What I love about Theatrevoice….
Saturday, March 29th, 2008Is it really four years ago, as Dominic Cavendish wrote in his opening blog here, since Theatrevoice was launched? I wasn’t there right at the beginning, but was early on conscripted as a regular panellist on the critical round-ups that the site was launched with, and then went on to regularly host as well as co-ordinate them – a function I continue to fulfil to this day, and only on Thursday I hosted the latest round-up that is already on the site but the site has since become much more than just a place where critics meet and can be heard, literally, in their own voices, away from the arts pages and web sites they already appear on.
Now there are also regular interviews with theatre artists, whether to promote current projects, like suddenly prolific producer David Pugh or defend themselves against the critics. And now the site has its very own blog, too.

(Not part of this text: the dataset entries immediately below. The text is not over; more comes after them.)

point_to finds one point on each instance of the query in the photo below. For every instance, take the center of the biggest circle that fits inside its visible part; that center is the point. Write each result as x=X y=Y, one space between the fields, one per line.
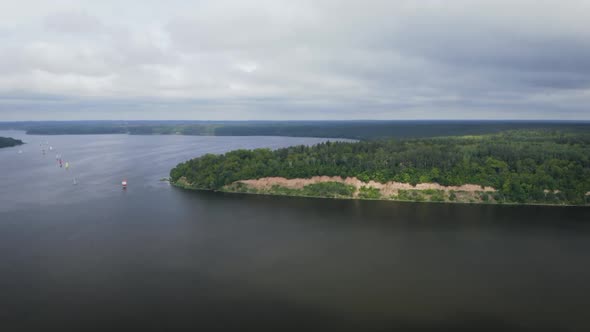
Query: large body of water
x=94 y=257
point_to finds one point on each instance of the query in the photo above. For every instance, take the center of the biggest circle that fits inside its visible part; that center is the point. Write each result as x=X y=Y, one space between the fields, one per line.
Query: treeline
x=9 y=141
x=525 y=166
x=362 y=130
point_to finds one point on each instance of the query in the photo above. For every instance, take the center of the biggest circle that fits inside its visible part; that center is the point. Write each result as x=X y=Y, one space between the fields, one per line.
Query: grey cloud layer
x=295 y=59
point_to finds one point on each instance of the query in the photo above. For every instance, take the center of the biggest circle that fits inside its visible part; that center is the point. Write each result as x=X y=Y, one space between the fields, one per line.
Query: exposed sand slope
x=386 y=189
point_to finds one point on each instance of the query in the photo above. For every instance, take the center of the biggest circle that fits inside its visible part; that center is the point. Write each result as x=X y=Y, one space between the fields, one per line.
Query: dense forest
x=8 y=141
x=525 y=166
x=364 y=130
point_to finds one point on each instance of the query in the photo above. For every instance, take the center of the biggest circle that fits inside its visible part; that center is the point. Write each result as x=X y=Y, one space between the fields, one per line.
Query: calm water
x=94 y=257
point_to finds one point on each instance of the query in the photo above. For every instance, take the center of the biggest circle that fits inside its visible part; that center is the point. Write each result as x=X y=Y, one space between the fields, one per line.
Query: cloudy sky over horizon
x=308 y=59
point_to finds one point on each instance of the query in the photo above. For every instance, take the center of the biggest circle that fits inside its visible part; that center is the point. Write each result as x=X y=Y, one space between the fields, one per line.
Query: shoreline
x=190 y=188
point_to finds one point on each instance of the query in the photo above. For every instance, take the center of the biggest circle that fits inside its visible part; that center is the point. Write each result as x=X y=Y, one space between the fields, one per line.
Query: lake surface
x=92 y=256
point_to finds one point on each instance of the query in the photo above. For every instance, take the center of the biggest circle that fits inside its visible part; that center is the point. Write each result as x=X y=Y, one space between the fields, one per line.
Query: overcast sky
x=240 y=60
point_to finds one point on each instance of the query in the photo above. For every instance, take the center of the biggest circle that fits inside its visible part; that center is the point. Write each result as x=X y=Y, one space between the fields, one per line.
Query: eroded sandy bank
x=386 y=189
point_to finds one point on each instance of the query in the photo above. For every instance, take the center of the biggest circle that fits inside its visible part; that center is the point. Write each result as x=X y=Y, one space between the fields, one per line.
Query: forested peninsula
x=539 y=166
x=9 y=141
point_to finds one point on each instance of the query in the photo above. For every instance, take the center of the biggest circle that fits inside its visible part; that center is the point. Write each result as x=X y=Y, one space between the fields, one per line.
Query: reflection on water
x=156 y=257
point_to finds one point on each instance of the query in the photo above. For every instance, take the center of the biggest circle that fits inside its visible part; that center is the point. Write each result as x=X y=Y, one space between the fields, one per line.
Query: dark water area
x=93 y=257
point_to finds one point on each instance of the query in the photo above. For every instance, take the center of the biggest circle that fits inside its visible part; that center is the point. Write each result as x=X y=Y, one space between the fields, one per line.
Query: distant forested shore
x=525 y=166
x=9 y=141
x=362 y=130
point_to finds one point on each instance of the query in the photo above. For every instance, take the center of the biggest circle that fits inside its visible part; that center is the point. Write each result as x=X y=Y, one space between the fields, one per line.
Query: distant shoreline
x=228 y=191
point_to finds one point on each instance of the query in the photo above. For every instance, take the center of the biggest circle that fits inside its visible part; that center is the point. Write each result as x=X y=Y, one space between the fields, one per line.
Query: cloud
x=323 y=59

Although I already write a daily blog on the Stage website and also contribute regularly to The Guardian’s theatre blog section, too, Theatrevoice occupies a special place in the busy clamour of everything else I do because it offers a moment to pause, reflect and most importantly share opinions, amidst the more solitary type of criticism most of us write or broadcast where it is typically a transaction between critic and computer screen, or with a presenter and radio mike.
As I wrote on my Stage blog on Friday about the Theatrevoice session that Charlie Spencer, Matt Wolf, David Benedict and I had recorded the day before, “We all of us seem to love doing these sessions; at their best, and yesterday’s felt a bit like it, it is like an animated conversation amongst friends – with passionate disagreements (David and Matt didn’t think Never So Good was much of a play, whereas Charlie adored it), and a lot of honest soul, or at least opinion, baring.”
The internet is full of the noisy, lively discourse that takes place in various chatrooms; but Theatrevoice is literally chat, live and in person. It also allows critics to do something we don’t typically do: to talk to each other about the plays we’ve seen. It’s not that we don’t talk to each other – critics are a remarkably convivial bunch, with an inevitable exception or two, and since our lives are a bit ‘Groundhog Day’ in the sense that we see each other most nights in pretty similar places and situations, we inevitably know and respect each other. But there’s a critical code that we don’t discuss the show amongst ourselves on the night itself – there’s no collusion to set a critical temperature on each show, and one of the strengths of there still being so many outlets in London for us to work in is that you can get wildly differing outcomes as a result. What’s one man (or woman’s) meat is another’s poison; as a friend of mine is often fond of remarking, “That’s why there’s chocolate and vanilla ice-cream – and why Baskin Robbins have 27 other flavours, too”.
And Theatrevoice, and now this blog, allows our listeners and readers to taste yet more of those critical favours and flavours.